Palace Hotel Souvenir Spoon. It has a bear with San Francisco at the top, and an image of the building with "San Francisco, Cal. Palace Hotel" in the spoon. Backmarked Sterling. 

     After going around the world on a two-year & seven-month, post-presidential tour, General Grant arrived at the Palace Hotel September 20th, 1879. After spending a month in the city, on October 25th, he was given a lavish Farewell Banquet from the citizens of San Francisco. The guests consisted of about 250 of the most prominent gentlemen of the city. The decorations of the banquet hall were of the most elaborate description. The tables presented an elegant appearance and the place cards were engraved on solid silver plates intended to serve the guests as souvenirs of the occasion; that prepared for General Grant was of massive gold. 
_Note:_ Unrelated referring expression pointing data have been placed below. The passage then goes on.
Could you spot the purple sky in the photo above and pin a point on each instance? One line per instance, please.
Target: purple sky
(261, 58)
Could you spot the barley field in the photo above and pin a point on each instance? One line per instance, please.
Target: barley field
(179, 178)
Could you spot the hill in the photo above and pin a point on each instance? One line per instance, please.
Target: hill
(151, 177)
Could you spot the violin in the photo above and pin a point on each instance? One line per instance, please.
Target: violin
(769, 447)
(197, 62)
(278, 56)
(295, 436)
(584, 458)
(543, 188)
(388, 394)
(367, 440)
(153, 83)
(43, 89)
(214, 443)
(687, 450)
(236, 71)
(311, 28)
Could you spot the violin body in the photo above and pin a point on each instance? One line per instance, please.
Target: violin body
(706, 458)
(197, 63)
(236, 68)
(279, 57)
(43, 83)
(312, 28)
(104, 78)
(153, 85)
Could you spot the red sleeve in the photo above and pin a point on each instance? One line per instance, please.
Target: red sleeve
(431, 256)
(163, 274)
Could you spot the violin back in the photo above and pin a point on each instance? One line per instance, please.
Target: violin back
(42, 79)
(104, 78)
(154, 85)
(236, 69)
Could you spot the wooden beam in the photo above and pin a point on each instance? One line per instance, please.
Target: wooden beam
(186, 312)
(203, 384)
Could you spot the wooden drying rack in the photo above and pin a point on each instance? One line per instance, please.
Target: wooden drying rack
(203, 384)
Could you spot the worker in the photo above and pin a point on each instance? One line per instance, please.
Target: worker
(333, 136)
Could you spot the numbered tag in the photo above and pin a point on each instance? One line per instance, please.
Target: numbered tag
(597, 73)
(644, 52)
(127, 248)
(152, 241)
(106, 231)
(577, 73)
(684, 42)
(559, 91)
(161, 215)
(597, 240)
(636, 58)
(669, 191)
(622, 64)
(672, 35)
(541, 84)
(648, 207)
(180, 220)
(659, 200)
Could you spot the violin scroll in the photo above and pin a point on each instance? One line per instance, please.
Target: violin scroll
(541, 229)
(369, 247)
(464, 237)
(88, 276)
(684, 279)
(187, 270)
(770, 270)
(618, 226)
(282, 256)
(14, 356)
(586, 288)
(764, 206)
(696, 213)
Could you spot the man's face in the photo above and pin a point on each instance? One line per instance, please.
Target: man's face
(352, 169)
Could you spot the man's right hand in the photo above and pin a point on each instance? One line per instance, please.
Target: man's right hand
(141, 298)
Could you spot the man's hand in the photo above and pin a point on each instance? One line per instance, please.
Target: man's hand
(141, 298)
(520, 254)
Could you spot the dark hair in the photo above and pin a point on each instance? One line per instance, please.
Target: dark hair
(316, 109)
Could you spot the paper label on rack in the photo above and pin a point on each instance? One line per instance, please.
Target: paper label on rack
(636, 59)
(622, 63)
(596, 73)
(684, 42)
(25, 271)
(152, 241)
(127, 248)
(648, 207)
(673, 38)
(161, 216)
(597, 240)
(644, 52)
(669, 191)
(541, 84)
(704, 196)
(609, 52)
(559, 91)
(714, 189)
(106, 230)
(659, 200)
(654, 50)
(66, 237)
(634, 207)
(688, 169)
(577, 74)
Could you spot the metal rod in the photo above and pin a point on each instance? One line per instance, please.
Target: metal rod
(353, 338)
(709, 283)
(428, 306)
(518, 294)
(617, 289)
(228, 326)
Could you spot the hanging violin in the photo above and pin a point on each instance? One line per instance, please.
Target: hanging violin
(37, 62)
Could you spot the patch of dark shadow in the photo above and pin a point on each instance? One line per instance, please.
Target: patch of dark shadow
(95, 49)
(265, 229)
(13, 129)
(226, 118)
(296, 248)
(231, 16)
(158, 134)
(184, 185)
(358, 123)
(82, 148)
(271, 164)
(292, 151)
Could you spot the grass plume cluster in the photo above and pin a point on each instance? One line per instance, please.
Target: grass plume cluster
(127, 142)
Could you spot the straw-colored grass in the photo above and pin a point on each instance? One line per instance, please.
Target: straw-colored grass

     This is one of those 250 sterling silver place cards from the event. Measuring 2.25" x 3.5", it reads, "Farewell Banquet to Genl. U.S. Grant. Palace Hotel, Oct 25, 1879. The back is marked Sterling, S.F. Cal, A. Andrews (maker). Each place card had the name of the person engraved as well, this one for T.I. Bergin. Thomas I. Bergin was an attorney and member of the prominent law firm McAllister & Bergin in San Francisco. In 1877, a newspaper placed him at Room 38, Nevada Block, Montgomery St. as a representative of the Nevada Bank. He died in 1915. 

     In my research, I found records for seven of these that still exist, including this one. The others are for Irving M. Scott, W.S. Gage, Jacob S. Taber, J.H. Tobin, E.H. Winchester, and Adam Grant. 

c1920s Palace Hotel candle holder. It baffled me why this piece would've been made since the Palace had full electricity. There was really no need for these aside from aesthetics.